The Currencies placed great importance to freedom and fierce enthusiasm. They disliked the noblemen of the British Aristocracy who controlled Australia. They were seen as the upper class. The Currencies had two terms that described them. We now often use the word “SNOB” to refer to someone who is arrogant. It is in fact short for “Son of NOBleman” – the English Noblemen. Furthermore, “POME” is actually a derogatory term short for “Prisoner of Mother England”. To this day, Australians do not like arrogant individuals as reflected by the equality of the white and blue collar workers. Unlike many other countries, you may also have noticed that many Australians are more comfortable sitting at the front seat of a taxi rather than sitting at the back directing the driver.

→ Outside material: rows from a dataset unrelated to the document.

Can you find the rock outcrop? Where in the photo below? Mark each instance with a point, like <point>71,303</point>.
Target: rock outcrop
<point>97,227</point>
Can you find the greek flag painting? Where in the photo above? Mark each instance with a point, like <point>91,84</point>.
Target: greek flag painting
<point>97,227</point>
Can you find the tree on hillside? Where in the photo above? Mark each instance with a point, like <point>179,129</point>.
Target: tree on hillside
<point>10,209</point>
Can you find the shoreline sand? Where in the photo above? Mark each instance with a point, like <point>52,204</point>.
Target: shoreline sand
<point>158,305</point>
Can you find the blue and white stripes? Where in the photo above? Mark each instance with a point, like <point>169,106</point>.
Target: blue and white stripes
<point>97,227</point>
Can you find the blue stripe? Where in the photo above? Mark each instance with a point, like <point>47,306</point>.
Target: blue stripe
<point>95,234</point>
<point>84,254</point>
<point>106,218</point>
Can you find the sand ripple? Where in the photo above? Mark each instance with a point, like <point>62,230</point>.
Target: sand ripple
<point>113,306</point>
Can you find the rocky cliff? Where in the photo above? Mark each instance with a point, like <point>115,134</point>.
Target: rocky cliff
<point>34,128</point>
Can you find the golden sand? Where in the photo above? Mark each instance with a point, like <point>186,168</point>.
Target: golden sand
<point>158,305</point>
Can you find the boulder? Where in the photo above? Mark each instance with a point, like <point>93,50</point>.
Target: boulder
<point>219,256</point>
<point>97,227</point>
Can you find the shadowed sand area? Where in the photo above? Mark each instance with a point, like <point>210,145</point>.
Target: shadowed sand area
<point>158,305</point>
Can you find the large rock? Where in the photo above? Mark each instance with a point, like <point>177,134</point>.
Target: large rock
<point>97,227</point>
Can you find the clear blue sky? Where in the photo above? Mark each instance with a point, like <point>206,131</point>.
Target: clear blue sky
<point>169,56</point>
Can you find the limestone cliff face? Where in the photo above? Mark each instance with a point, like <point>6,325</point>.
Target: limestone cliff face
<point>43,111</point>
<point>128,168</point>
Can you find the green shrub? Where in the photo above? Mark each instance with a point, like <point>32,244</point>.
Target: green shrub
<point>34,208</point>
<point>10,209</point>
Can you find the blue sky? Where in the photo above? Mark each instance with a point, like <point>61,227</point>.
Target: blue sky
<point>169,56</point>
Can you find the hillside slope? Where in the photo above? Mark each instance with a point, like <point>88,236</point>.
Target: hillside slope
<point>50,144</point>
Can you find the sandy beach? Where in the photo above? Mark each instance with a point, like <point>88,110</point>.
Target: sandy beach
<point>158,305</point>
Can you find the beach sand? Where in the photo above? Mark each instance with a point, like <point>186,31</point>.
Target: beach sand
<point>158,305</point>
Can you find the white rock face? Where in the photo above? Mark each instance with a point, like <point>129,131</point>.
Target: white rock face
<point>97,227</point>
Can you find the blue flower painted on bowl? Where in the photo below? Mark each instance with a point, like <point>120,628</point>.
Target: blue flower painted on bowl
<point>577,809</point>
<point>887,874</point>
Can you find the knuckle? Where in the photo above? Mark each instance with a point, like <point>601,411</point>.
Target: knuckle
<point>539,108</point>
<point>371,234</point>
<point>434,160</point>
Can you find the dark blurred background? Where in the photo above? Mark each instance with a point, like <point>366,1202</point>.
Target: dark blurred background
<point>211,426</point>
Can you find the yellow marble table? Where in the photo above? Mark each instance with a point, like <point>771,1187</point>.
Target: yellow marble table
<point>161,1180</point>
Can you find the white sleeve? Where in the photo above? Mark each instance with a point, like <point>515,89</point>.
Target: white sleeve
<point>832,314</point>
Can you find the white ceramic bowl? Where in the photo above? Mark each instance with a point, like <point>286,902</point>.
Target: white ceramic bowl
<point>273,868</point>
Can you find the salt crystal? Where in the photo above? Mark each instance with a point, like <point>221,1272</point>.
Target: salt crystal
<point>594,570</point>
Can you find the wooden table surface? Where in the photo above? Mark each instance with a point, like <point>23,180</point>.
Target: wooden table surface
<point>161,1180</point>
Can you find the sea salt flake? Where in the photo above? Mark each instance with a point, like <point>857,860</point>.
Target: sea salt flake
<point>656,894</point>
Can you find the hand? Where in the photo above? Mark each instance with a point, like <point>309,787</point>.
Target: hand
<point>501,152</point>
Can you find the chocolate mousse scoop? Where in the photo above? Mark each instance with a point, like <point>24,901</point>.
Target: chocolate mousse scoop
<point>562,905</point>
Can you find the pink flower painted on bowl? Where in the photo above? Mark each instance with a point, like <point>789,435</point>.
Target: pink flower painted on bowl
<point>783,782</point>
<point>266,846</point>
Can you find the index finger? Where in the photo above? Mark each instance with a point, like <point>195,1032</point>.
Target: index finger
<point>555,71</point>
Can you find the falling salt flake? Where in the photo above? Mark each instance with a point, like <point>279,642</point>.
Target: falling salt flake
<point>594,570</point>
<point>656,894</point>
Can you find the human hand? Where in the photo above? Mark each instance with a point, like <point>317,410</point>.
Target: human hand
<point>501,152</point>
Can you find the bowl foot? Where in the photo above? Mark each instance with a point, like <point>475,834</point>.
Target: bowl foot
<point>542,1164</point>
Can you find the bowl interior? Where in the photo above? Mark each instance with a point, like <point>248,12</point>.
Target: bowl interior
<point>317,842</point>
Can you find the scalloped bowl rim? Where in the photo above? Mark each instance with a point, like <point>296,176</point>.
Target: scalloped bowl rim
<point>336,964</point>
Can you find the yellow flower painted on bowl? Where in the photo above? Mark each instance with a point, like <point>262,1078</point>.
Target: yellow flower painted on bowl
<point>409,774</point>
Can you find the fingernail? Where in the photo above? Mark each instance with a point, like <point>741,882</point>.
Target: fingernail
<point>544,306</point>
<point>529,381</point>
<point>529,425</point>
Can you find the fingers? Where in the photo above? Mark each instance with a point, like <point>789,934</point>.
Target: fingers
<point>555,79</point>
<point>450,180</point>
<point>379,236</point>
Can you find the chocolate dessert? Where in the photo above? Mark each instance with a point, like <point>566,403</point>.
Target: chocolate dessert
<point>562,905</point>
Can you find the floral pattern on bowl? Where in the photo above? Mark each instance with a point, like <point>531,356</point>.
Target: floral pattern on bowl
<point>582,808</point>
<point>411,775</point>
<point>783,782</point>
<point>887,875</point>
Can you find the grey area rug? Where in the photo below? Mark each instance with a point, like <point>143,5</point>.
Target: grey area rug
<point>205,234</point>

In the mid 1800s, the corruption of the Victorian authority and unjust taxes placed on Gold miners lead to the “Eureka Stockade”. More than 10,000 diggers pledged themselves to work for full and fair representation in government. Although, their uprising was quashed in a bloody battle within 20 minutes, their spirit of struggle lives on. Muslims also have a spirit to fight injustice. It is called “Jihad” which literally means struggle and not terrorism. The news of the Eureka Stockade injustice spread throughout Victoria and pressured the British Aristocracy to change the political structure which gave the diggers voting rights. Australians’ reverence of the infamous Ned Kelly was mostly due to his willingness to stand up against the authority in his self-made armour (please note Islam would bring to account such highway robbers). The Aristocracy never regained their status as is evident by the level of respect Australians have for their politicians.
Even with this rich history that has contributed to Australia’s character, Australia is still trying to define itself. We want to be independent and free from control of foreign countries but the British flag dominates ours, Britain’s Queen is still our Queen and the day we call Australian Day is really the day British dropped their criminals on this land. Muslims can make a difference to this country and contribute to define Australia. I don’t mean making curry the national dish of Australia which the Bengalis have successfully done in England. What I mean is the character and values of this country. We have the most beautiful way of life which we can share. That is Islam. The way of life that upholds justice and truth. The way of life that doesn’t allow someone to just sit on the couch and watch the world cup while someone is starving. The way of life that offers comfort to the growing number of Australians without purpose.
To all the Muslim youths, you have a role to play just like those early Australians that built the character of Australians. Let us change the perception of that person that placed that bumper sticker on his car. However, as an aside, if you’re that person driving that car I initially mentioned, you might be killing Australia through your V8 petrol guzzler emitting tones of harmful carbon emissions into Australia’s beautiful atmosphere whilst destroying the notion of free-spirit and tolerance.